Нынешней зимой идеи и усовершенствования одолевают его преимущественно по ночам. Каждое утро, как собака — хозяину, приносит он на крыльцо Надежды очередной продукт бессонницы.

Спит он плохо ещё с позапрошлого месяца: отравился на поминках Гоголя.

Нет, ну эту историю надо в деталях живописать, страстным и убедительным голосом самого Изюма:

— У меня тут одноклассник помер, Гоголь. Гоголь — это потому, что у него носяра значительный. Ну, звонят — на поминки ехать. И такая неохота мне, Петровна! Ведь что такое хорошие поминки? Все ужрутся и давай шапито крутить! А я, как пить бросил, у меня даже чирьи на жопе зарастать стали, и печень не жужжит, и язык поострел.

Но — поехал. Гоголя всё-тки жалко… А они, такие, давай: выпей да выпей. И одноклассники, и жена его. А я и не знал, что водка у них тульская палёная, по семьдесят пять рэ. Маханул раза два этого пойла, чувствую: звук гаснет, зрение заскучало… и кровь будто замёрзла во всех протоках. Мирообозрение, короче, поблекло: ни бэ, ни мэ, ни куролесу…

Ну, «Скорую» вызвали. Промыли желудок, ввели глюкозу. Хотели везти меня в наркологическую больницу. Кое-как отбился, отказ подписал. И два дня валялся у гоголевской вдовы… В общем, чуть не ушёл за школьным товарищем. Главное, спать не могу! В голову за полсекунды лезет миллиард мыслей. Блллин-блинович! — думаю, — это пипец, сейчас гением заделаюсь!

Ну, пошел я на приём в нашу боровскую больничку, к психиатру. Почему — к психиатру? А к ко-му ж ещё? Не сплю, мысли прут и прут. Тот посмотрел на меня: «Давно бухаем?» По коленке — херак! — молотком и… «У вас, — говорит, — наб-людается некая активность мозга». — «Точно, доктор: у меня мозг как самолёт: я только прикорну и — хоба! — цветные мысли стеной прут!»

«А вы махните водочки, — говорит. — Рюмку за едой».

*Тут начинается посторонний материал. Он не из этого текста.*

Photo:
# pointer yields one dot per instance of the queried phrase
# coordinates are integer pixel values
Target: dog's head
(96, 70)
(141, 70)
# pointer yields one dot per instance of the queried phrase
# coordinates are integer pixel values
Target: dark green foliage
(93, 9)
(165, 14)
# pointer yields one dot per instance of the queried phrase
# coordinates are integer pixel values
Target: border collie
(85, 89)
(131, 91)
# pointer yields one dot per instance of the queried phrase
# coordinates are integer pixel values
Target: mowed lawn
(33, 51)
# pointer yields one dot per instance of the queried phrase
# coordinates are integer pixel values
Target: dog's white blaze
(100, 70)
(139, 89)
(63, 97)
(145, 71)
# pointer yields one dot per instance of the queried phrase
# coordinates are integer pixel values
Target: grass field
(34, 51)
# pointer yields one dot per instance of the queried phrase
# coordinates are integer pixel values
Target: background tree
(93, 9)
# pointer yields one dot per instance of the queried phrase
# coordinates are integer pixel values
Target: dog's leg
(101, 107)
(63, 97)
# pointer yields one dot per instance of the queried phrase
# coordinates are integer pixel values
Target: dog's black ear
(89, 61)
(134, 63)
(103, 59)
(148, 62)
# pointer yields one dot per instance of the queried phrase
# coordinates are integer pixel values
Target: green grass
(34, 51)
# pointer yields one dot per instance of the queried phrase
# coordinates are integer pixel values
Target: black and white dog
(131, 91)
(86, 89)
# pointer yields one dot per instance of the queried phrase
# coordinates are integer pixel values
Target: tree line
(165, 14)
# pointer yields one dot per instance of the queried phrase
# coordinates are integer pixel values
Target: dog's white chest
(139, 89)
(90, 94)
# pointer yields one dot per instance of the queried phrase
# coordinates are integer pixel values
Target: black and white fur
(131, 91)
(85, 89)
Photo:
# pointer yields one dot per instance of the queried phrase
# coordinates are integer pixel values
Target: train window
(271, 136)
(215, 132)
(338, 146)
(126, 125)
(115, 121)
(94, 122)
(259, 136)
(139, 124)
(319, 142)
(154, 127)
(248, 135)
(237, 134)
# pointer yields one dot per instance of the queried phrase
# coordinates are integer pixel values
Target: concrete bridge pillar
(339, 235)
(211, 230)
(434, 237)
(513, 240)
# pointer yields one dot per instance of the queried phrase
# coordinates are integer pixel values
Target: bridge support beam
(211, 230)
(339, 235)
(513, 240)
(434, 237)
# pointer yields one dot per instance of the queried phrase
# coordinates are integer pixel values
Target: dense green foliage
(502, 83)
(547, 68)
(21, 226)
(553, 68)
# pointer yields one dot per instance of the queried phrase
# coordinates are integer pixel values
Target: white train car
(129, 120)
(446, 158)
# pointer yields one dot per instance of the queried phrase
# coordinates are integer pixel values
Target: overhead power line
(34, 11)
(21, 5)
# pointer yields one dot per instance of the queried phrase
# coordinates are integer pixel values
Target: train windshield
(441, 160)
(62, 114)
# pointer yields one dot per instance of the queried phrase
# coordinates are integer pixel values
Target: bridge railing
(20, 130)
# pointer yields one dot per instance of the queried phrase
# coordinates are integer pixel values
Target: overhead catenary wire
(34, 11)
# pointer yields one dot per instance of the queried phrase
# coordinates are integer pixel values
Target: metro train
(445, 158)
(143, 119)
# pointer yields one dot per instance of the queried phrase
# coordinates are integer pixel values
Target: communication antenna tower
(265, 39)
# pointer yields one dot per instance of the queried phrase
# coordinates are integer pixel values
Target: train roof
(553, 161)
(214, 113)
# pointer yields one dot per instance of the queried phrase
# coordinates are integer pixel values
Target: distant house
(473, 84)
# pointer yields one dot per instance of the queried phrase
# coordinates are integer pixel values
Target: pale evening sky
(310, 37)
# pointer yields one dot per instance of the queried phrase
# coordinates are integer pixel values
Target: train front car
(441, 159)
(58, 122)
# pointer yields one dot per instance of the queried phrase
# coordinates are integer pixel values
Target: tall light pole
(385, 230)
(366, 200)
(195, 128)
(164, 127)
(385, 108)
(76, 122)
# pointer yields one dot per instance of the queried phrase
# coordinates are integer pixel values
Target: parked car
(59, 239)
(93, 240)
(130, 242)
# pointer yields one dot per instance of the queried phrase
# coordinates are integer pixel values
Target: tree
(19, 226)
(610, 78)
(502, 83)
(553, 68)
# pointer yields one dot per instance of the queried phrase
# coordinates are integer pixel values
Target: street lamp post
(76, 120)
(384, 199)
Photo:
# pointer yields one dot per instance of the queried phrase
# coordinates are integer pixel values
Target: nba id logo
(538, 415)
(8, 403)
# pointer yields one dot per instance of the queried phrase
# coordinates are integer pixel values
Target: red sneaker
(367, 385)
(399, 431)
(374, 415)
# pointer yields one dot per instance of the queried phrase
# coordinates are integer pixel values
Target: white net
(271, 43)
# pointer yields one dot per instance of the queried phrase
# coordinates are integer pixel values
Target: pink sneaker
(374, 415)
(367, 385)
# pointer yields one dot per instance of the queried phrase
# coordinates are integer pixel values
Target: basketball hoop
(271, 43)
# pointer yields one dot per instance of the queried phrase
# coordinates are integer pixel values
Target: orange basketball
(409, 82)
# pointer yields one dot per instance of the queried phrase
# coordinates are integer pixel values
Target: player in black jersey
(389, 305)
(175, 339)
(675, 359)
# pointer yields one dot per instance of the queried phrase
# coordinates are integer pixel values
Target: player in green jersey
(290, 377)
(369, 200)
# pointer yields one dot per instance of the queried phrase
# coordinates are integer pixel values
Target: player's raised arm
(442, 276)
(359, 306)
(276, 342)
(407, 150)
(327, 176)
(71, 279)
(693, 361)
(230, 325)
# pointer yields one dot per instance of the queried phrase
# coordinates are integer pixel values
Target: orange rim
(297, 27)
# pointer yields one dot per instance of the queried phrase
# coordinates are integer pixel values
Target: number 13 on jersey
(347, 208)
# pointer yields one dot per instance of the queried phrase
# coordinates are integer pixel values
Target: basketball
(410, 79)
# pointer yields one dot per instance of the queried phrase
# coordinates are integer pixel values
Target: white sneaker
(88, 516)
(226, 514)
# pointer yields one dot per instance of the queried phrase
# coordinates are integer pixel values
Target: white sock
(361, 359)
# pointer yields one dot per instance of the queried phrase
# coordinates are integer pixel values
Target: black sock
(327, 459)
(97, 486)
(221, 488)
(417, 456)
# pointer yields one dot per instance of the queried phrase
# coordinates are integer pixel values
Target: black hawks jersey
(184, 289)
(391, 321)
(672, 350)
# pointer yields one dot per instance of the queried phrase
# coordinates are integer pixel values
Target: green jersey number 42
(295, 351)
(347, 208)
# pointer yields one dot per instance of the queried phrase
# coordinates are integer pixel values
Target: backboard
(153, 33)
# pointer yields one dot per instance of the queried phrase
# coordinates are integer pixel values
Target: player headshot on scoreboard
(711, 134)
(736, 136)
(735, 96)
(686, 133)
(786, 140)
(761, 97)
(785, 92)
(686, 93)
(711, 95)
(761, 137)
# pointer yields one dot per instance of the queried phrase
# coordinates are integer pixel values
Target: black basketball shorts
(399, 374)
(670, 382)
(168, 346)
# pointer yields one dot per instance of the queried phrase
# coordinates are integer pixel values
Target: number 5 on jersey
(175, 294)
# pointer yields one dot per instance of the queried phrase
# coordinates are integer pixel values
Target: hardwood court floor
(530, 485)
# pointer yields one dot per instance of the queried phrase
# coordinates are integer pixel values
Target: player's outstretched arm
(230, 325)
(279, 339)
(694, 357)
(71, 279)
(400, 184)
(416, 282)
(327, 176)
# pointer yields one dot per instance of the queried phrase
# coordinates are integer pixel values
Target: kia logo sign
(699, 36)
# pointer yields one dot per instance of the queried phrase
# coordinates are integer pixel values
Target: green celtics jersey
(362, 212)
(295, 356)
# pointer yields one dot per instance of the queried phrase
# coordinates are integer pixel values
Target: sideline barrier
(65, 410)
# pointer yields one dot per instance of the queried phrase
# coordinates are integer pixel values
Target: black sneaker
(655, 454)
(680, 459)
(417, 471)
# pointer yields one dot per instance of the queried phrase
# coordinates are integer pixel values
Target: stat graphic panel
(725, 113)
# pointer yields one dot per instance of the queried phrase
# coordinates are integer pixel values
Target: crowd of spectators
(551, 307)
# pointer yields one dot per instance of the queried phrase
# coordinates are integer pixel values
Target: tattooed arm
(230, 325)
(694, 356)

И тут, Петровна, понял я, что он сам — синяк, и никакой от него клятвы Гиппократа. Вернулся домой, полез в Интернет, а там то же самое: примите водочки. Да не хочу я пить! Теперь представь: тело устало, глаза, как у Вия — пудовые, а в мозгу идей — на три конструкторских бюро.

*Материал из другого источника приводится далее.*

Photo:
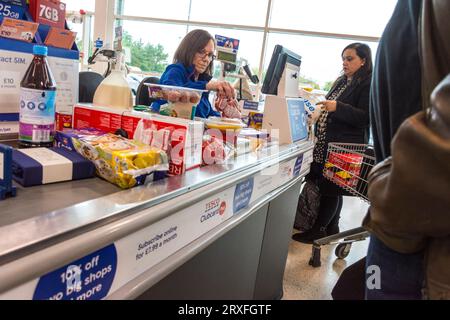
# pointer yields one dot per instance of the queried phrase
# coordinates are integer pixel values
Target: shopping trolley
(348, 166)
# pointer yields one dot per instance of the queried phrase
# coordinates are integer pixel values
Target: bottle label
(37, 115)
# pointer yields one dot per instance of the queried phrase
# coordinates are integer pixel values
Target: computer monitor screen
(280, 57)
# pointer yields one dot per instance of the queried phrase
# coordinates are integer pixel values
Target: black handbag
(308, 206)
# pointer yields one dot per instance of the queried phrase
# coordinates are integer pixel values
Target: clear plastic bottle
(114, 91)
(37, 102)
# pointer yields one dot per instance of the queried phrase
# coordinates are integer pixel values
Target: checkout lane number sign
(89, 278)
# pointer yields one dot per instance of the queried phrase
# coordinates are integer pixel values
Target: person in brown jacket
(409, 192)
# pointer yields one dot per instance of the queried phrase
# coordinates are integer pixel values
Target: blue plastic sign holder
(6, 187)
(12, 8)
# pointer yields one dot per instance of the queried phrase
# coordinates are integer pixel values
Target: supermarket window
(321, 57)
(250, 13)
(166, 9)
(249, 48)
(359, 17)
(151, 45)
(83, 25)
(77, 5)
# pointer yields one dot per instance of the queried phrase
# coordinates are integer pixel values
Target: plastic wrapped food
(229, 108)
(181, 102)
(224, 124)
(123, 162)
(175, 94)
(215, 151)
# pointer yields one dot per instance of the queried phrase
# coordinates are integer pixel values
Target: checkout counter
(217, 232)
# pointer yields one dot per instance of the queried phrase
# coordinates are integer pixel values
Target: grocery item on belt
(180, 138)
(123, 162)
(181, 102)
(34, 167)
(229, 108)
(255, 120)
(64, 139)
(216, 151)
(175, 94)
(224, 124)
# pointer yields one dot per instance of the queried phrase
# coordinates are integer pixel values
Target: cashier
(192, 68)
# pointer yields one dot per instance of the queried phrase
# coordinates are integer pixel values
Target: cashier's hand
(327, 105)
(223, 88)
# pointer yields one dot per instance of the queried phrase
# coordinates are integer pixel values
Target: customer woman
(192, 68)
(345, 119)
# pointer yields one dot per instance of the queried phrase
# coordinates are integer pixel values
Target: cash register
(284, 112)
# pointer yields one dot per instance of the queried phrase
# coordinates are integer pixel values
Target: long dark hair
(364, 53)
(194, 42)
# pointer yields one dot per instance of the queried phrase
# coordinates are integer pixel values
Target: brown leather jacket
(410, 192)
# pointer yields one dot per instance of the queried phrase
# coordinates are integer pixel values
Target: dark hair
(363, 52)
(194, 42)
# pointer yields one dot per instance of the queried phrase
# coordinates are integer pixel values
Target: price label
(51, 13)
(19, 3)
(11, 11)
(9, 81)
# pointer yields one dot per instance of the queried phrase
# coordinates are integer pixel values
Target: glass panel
(321, 57)
(76, 5)
(168, 9)
(249, 48)
(152, 45)
(251, 13)
(361, 17)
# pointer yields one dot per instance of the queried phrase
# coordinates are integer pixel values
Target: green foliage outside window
(145, 56)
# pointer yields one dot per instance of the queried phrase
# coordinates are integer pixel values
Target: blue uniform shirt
(180, 76)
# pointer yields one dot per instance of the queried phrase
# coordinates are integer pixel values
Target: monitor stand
(284, 114)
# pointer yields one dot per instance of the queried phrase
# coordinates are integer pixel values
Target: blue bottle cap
(40, 50)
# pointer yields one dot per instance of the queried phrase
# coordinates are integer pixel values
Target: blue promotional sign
(242, 195)
(229, 44)
(298, 166)
(12, 9)
(251, 105)
(298, 119)
(98, 43)
(19, 3)
(6, 185)
(89, 278)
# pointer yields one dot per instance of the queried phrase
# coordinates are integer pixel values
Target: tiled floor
(303, 282)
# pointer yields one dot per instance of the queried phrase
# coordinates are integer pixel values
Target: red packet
(51, 13)
(60, 38)
(18, 29)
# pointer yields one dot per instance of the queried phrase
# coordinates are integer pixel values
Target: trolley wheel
(343, 250)
(315, 258)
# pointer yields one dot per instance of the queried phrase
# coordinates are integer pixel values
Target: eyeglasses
(203, 54)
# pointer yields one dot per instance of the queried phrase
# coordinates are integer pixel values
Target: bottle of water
(37, 102)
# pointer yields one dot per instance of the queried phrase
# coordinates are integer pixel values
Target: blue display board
(12, 8)
(298, 119)
(89, 278)
(242, 195)
(6, 186)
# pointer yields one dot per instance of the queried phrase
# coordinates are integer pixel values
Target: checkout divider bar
(36, 257)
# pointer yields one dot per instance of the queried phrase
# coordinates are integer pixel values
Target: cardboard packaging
(181, 138)
(33, 167)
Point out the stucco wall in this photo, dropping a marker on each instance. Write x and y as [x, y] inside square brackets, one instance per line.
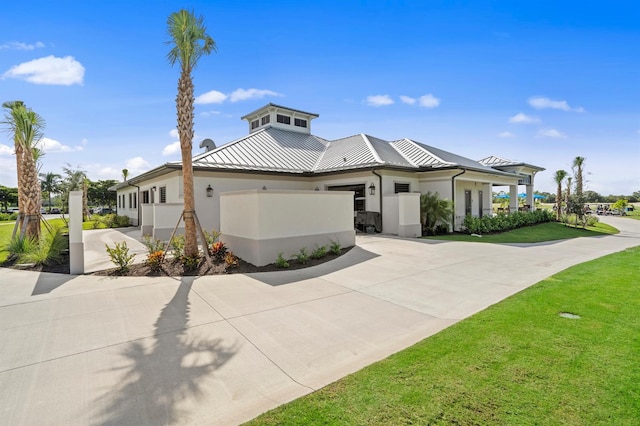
[257, 225]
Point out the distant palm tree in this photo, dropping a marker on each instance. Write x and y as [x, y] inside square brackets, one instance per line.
[50, 184]
[578, 164]
[190, 41]
[559, 177]
[26, 128]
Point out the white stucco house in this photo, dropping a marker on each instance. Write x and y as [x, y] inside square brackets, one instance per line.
[280, 154]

Слушать Изюма можно с заткнутыми ушами, жестикуляцией он дублирует каждое слово своих монологов, как актер японского театра «Кабуки»: простирает обе руки (если хочет призвать к сочувствию), прижимает ладони к печени (подчеркнуть высокую степень ответственности), плавно поводит подбородком справа налево… и так далее. В нём, как в императоре Нероне, умер актёр, но не великий, а поселковый, с подмоченной репутацией и вчерашним перегаром. Однако даже и так от Изюма невозможно глаз отвести: он жестикулирует даже бровями, а брови наведены от рождения первоклассным гримёром: чёрные, длинные, как приподнятое крыло, — это брови любимой наложницы султана. И голосом он владеет достойно: сочный такой баритональный тенор, с некоторым пережимом и дрожью в минуты восторга или возмущения.

— Тут ночью, оказывается, интересные передачи идут по телику. Но я их смотреть не могу: телик — справа от койки, шея затекает. Так я что: надыбал сайт с радиоспектаклями, лежу и слушаю… Постановки всё старые, без модной придури, артисты не портянку жуют, говорят тренированными голосами. Я слушаю, слушаю… и погружаюсь. Раза два аж с кровати слетел: там у них речь такая устрашающе-внятная, — представляешь, как в мозгу преображается? И какие сны потом снятся! Тут вот «Ревизора» прослушал — это коллапс и ужас!

— Ужас? — рассеянно уточняет Надежда, вытирая мытую чашку полотенцем. Вот человек: сервиз-то кузнецовский, у Бори-Канделябра за бешеные деньги купила, а запросто ставит его на стол буквально каждый вечер, и прямо вот так невозмутимо чай пьёт и соседа угощает! Без всякого благоговения. — Почему же — ужас? Там же вроде всё смешно?

— Смешно там? А где ужас?

— Может, ты «Мёртвые души» слушал?

— Нет, то был «Ревизор», — убеждённо говорит Изюм.

— Так в «Ревизоре» всё смешно.

— Ну, знаешь, кому смешно, а кому не очень. Там в хлебе нос нашли!.. Чего ты ржёшь! — возмущается он, рассматривая зашедшуюся в конвульсиях смеха Надежду. Но руки держит на коленях, боится жестикуляцией смахнуть со стола дорогие предметы чаепития. — Ты что, не помнишь эту великую книгу?! Я от страха чуть не обоссался: ночь за окном, даже псы не брешут, а мне прямо в уши задушевный голос: нос в хлебе! Живой, шевелится!!! Ты что?! Гоголь, это же — кровавый нос в хлебе!